In the past week, I've had TWO surprise baby showers!  My precious ladies Bible study at church AND my sweet fourth graders and parents surprised me with LOTS of pink!  We now have outfits and toys and books and a carseat and blankets and HAIRBOWS.  Oh, dear gussy..... in just a few weeks, I'm going to have a DAUGHTER.  Because I do NOT have time to have a complete come-apart.... and because this makes me want to cry EVERY time I think about it, I'm gonna have to think about that tomorrow.

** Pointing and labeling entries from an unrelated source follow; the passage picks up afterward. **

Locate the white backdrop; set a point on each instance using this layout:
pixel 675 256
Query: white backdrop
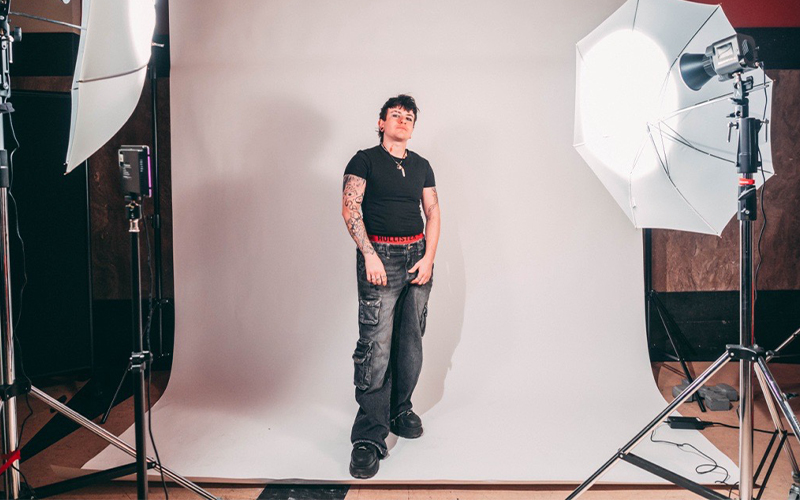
pixel 536 364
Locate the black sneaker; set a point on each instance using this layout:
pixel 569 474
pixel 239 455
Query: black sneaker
pixel 364 461
pixel 407 425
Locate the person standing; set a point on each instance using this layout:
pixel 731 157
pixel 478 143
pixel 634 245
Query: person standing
pixel 381 196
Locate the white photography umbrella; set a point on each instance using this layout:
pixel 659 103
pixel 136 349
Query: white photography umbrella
pixel 113 53
pixel 660 148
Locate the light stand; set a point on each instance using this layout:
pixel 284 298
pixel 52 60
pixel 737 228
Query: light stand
pixel 9 411
pixel 139 357
pixel 10 388
pixel 751 357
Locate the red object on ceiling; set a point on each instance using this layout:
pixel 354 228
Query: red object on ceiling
pixel 760 13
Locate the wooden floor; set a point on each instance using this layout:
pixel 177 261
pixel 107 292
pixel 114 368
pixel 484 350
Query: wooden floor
pixel 74 450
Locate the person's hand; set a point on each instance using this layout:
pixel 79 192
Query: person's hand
pixel 424 269
pixel 376 274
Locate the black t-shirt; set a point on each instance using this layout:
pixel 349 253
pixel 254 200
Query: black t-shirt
pixel 391 203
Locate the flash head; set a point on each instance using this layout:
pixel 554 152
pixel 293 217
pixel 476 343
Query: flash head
pixel 724 58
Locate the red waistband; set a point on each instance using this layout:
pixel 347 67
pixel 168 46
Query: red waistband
pixel 396 240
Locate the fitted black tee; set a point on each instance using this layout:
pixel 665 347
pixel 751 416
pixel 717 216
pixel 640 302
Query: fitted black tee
pixel 391 203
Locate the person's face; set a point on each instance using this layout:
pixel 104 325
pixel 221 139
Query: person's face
pixel 399 124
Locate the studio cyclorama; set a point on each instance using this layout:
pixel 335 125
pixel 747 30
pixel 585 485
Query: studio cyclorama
pixel 373 250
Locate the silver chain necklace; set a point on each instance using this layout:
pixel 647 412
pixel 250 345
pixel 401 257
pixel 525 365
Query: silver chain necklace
pixel 398 163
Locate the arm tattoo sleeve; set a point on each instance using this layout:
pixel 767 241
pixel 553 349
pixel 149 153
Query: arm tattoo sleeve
pixel 434 204
pixel 352 196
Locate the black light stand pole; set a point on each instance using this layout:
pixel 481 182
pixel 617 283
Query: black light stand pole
pixel 747 163
pixel 139 358
pixel 10 441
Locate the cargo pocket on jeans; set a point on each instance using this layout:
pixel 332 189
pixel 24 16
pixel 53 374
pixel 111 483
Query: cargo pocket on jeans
pixel 369 311
pixel 362 359
pixel 423 320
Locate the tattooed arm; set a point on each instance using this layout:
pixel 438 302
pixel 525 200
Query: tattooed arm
pixel 352 195
pixel 430 205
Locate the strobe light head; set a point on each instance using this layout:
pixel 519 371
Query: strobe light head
pixel 725 58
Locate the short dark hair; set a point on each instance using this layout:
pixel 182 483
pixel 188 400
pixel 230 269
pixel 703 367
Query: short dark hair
pixel 404 101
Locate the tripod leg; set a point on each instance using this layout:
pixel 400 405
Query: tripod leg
pixel 116 394
pixel 682 397
pixel 666 321
pixel 780 398
pixel 115 441
pixel 776 419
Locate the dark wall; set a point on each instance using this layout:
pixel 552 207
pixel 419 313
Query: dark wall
pixel 684 262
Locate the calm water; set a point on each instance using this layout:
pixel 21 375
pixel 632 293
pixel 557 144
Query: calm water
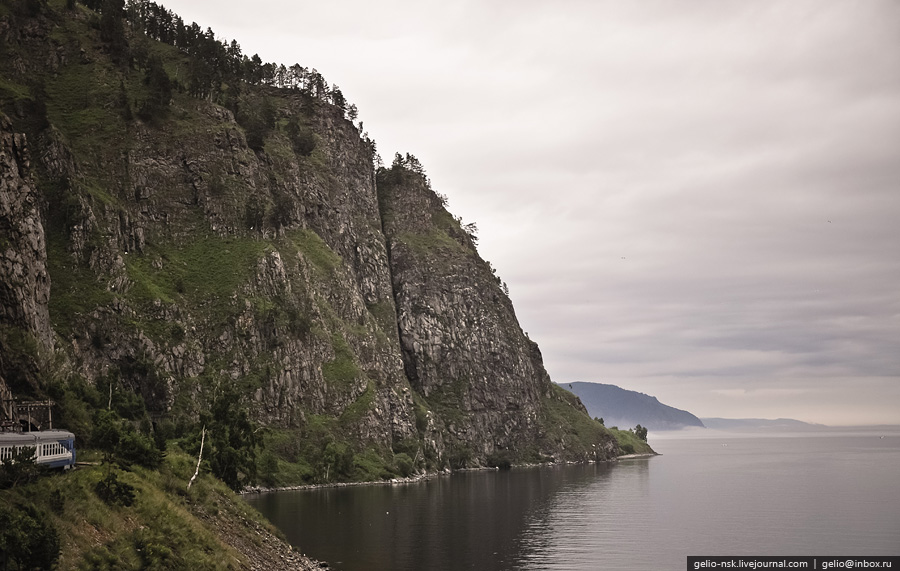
pixel 831 493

This morning, we woke up to an email from the US Consulate in China.  Our FINAL piece of paper is in place...... this paper, called our ARTICLE 5, was picked up by our agency's in-country rep yesterday and has been sent, along with everything else we've spent the last year paperchasing to get in place, back to the CCCWA.  Once they're satisfied that everything is in proper order, they'll issue our TRAVEL APPROVAL!  Then, we get ON A PLANE TO GET OUR GIRL!  I get very sweaty when I start thinking about everything that's involved in traveling to the other side of the world to adopt a sweet 18 month old baby girl.  There's a lot to do..... and not a lotta time to do it.  And while I am THRILLED and SO VERY READY to go get our Mary, I must confess that I'm a bit nervous and scared every time I think about it.  So, I'm gonna think about that tomorrow.

So, here I sit, with NOTHING to think about today....... except how unbelievably BLESSED we are here in the Powell house.  In the midst of a whirlwind of change in our lives, I am sure of this:  WE  ARE BLESSED.

And even if the oven stops heating up (which is has) or the downstairs air conditioner stops running (which it has) or the to-do lists keep growing (which they have) or the price of airline tickets to China keeps climbing (which they are)..... I am at peace knowing how blessed we are.

And all that other stuff?  I'll just think about that tomorrow.